Saturday is "Take Out the Trash" Day.
Disclosure (Barry Levinson, 1994) Handsome, but su-leeeeeeazy mounting of the Michael Crichton story about sexual politics in the work-place. With Michael Douglas heading the cast, the film could be confused for Fatal Attraction II, and one wonders just how far the makers were going for that, what with Douglas top-lining ...Attraction and Basic Instinct and Demi Moore, late of Indecent Proposal. Unfortunately, where those films whetted the national apetite for dangerous sex-capades, Crichton's cold-shower-of-an-idea seems tame.
At a cutting-edge Seattle software firm* experimenting in virtual reality, Tom Sanders (Douglas) thinks he's getting a promotion from his slick-as-shit boss (Donald Sutherland). He gets passed-over for Meredith Johnson (Demi Moore, all power-suit, push-up bra and stiletto heels), who's robotically quick with company-approved schpiel, with just a bit of predator to her. She's also an ex-girlfriend of the Douglas character.

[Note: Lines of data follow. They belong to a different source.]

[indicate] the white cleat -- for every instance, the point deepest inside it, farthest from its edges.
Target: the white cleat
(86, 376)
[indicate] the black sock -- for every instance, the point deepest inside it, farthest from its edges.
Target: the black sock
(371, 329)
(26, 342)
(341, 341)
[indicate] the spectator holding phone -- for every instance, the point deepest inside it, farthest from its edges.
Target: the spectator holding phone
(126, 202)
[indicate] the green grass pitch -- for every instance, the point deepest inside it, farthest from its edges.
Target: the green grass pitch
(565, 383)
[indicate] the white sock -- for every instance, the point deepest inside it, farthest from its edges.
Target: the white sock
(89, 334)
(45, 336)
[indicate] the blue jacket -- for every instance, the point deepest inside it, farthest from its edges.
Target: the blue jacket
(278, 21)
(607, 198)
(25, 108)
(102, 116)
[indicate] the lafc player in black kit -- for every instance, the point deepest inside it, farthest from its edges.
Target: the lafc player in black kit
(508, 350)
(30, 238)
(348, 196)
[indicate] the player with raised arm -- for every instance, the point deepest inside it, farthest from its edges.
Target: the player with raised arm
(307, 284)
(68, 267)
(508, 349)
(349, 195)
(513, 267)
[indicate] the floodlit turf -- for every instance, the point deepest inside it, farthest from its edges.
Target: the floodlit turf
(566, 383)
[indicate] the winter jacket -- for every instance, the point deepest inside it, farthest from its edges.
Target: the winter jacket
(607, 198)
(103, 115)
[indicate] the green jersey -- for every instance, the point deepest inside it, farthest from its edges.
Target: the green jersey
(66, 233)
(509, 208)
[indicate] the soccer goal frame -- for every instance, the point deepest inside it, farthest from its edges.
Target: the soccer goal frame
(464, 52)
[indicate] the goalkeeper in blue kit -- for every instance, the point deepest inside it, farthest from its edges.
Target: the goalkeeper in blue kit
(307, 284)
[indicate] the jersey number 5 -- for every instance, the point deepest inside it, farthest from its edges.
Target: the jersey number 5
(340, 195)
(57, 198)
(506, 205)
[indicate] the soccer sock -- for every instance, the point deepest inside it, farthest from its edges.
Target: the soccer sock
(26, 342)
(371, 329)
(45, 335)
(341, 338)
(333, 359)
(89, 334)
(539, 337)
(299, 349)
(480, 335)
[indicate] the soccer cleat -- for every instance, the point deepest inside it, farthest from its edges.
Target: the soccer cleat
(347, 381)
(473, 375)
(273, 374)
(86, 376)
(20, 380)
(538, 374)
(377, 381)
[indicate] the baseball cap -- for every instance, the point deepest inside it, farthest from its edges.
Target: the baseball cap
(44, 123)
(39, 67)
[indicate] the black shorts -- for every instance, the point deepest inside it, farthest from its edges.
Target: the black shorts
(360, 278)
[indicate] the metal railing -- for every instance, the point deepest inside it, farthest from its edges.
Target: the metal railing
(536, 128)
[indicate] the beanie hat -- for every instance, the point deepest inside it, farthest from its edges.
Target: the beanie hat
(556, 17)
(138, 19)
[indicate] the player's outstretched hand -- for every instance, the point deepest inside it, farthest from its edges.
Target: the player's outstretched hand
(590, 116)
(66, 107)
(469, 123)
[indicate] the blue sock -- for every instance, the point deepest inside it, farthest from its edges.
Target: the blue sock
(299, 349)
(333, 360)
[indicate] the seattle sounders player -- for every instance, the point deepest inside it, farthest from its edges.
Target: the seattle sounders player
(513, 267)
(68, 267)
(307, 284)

Wuh-oh! Better watch out, Mike!
But because it's a two-hour movie, when Meredith invites him for an after-hours conference with some wine and her tongue in his ear, he goes--rather than saying, oh, I don't know--they've got e-mail at this high-tech Seattle firm?--"Hey, let me draw up a complete scenario of where we've been for that last three months with documentations and e-mail that to you, and then we can tackle it fresh in the morning." No, he doesn't do that, he's a little slow. Meredith, though, is pretty darn quick. When she starts unzipping his pants, what does he do? Stop her? Nooooo...When the simulated sex act begins? Noooooo. (I should mention that, at this point, Douglas does the patented Sharon Stone "pleasure" move from Basic Instinct--cock your head back so your neck is bent double and spasmodically open and close your mouth in a guppy fashion).

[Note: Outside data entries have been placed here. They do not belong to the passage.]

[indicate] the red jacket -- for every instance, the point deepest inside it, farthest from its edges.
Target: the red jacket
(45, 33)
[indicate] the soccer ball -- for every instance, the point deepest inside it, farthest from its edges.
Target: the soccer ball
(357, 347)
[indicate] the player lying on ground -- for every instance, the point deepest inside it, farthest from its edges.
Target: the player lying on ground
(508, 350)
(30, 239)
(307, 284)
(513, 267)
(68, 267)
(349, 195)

Finally, after the two are in a quasi-missionary position, the panting Douglas grows a conscience and decides to leave the office, after which Meredith follows him screaming "Get back and finish what you started, or you're dead, do you hear me?!" Since the office is in Pioneer Square, just about every bar-patron and driver on the Alaska Way Viaduct could hear her. As does the cleaning lady.
Anybody think this is a bit dumb?
It is. It gets dumber, when the Douglas character sues for sexual harassment, and she sues back. Crichton is making a point about sexual politics in a predatory environment in the work-place, but the message gets a bit dulled, and then the film-makers make a last-minute bid for political correctness that works as well as it did in The Bonfire of the Vanities, that is, not at all. Crichton was a hell of a writer, but his female characters were usually lacking personality (not that his male characters were ever fully developed), but were particularly and inexplicably fickle in their thinking. He was hardly a person to be objective about the battle of the sexes.**
Even the high-tech elements are a little suspect, with a virtual environment that evidently sucks so much CPU that it slows down the "Delete" process long enough to make it a race to amp up the drama.Disclosure is a by-the-numbers package deal combining the movie-making cachet of Crichton, Douglas and Moore, in the hope it would translate to big bucks at the box-office. In that way, it resembles nothing so much as the fly-by-night computer companies that took a collective dive when the hi-tech bubble burst. Both had similar problems.
No one was buying.
* One of those very rare films set in Seattle that is actually filmed in Seattle rather than Vancouver, BC. Even Battle in Seattle about the WTO riots was filmed in Canada. Okay, they did come to town for a week-end to shoot pick-ups.
** His non-fiction book, "Travels" has a couple of episodes where I got the impression that the author was not only a chauvinist, but an unapologetic one.